While it fulfills both short and long-term needs, the net result of employing this strategy is increased effort associated with the delivery of every service. The fact that services may need to be revisited, redesigned, redeveloped, and redeployed will add up proportionally to the amount of services subjected to this retasking step. Additionally, this approach imposes maintenance tasks that are required to ensure that existing services are actually kept in alignment with revised business models. Even with a maintenance process in place, services still run the risk of misalignment with a constantly changing business model.

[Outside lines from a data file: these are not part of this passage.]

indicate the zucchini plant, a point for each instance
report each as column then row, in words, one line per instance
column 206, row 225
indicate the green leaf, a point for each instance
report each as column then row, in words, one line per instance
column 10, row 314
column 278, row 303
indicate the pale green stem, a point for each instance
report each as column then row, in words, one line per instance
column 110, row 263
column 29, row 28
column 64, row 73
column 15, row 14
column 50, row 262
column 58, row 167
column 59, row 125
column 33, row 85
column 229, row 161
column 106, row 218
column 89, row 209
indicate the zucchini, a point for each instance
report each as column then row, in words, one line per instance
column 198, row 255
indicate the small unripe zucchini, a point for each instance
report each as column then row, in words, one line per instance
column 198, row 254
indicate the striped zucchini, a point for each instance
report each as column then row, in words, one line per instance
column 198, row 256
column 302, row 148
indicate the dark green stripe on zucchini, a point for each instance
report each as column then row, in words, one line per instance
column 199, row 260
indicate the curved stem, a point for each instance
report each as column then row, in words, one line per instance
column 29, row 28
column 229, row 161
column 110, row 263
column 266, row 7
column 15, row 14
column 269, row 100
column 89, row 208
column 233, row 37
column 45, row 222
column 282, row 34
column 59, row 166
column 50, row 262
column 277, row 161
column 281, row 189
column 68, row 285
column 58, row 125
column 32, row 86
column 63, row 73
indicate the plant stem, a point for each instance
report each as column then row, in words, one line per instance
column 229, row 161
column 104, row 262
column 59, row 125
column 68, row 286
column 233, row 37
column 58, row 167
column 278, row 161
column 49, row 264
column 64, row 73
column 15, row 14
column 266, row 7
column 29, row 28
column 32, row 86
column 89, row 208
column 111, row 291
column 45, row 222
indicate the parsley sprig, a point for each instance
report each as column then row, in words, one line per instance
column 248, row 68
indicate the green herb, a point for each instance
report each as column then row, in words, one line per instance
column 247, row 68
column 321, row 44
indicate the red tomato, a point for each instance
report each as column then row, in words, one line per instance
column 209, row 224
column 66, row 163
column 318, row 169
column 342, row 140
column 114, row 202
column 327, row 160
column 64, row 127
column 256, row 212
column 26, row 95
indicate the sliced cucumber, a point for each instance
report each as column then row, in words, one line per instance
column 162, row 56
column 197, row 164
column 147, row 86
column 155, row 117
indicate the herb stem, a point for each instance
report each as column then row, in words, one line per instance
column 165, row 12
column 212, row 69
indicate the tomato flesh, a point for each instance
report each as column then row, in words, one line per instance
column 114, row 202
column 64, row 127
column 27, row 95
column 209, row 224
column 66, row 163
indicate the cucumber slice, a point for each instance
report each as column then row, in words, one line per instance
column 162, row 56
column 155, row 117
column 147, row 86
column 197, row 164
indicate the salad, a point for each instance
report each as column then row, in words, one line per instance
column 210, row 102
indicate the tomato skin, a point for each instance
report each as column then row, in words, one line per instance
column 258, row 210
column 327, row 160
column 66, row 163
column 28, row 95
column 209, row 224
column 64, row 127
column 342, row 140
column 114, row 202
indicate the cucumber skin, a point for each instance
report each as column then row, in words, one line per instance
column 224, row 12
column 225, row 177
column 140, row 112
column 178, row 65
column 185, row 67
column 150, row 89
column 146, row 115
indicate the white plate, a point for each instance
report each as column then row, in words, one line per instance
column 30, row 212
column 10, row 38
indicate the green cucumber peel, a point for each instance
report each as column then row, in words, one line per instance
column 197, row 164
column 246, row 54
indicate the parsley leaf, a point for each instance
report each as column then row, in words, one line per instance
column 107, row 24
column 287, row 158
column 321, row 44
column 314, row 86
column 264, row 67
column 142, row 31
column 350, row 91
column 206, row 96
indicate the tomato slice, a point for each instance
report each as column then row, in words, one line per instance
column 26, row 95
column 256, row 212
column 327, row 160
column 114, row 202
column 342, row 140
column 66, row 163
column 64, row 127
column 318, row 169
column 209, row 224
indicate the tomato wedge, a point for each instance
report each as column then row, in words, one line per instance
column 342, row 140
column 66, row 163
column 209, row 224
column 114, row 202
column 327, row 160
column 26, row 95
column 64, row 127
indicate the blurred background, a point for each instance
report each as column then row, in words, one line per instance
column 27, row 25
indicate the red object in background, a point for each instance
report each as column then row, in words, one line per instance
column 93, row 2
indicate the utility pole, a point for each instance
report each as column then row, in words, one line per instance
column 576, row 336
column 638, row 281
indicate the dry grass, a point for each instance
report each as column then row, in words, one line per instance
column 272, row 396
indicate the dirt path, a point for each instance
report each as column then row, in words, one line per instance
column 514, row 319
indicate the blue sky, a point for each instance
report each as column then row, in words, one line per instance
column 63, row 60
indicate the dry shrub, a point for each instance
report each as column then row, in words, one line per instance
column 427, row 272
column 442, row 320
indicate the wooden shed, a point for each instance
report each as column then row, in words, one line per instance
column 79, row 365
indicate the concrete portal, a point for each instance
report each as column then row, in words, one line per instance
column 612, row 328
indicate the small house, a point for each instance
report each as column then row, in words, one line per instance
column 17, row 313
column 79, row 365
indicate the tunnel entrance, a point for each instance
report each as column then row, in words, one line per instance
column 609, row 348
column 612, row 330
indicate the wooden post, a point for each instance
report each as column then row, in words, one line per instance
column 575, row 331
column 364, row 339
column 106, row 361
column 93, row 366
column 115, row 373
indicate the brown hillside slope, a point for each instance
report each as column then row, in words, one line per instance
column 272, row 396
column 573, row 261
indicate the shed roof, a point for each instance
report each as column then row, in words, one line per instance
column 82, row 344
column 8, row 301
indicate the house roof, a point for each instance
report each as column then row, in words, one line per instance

3. What are the objectives of service oriented analysis? Give process model for service oriented analysis Answer:
Service-Oriented Analysis: Service-oriented analysis establishes a formal analysis process completed jointly by business analysts and technology architects. The service-oriented analysis phase of an SOA delivery project requires that critical decisions be made that affect the shape and form of individual services as well as the overall service layers. Service modeling is the process of identifying candidate service operations and grouping them in candidate services. The process of determining how business automation requirements can be represented through service-orientation is the domain of the service-oriented analysis. It consists of a. Objectives of service-oriented analysis b. The service-oriented analysis process a. Objectives of service-oriented analysis: The objectives of SOA are Define a preliminary set of service operation candidates. Group service operation candidates into logical contexts. Define preliminary service boundaries so that they do not overlap with any existing or planned services. Identify encapsulated logic with reuse potential. Ensure that the context of encapsulated logic is appropriate for its intended use. Define any known preliminary composition models. b. The service-oriented analysis process: Every organization has developed its own approach to analyzing business automation problems and solutions, and years of effort and documentation will have already been invested into well-established processes and modeling deliverables. Other questions that should be answered prior to proceeding with the service-oriented analysis include: 1. What outstanding work is needed to establish the required business model(s) and ontology? 2. What modeling tools will be used to carry out the analysis? 3. Will the analysis be part of an SOA transition plan?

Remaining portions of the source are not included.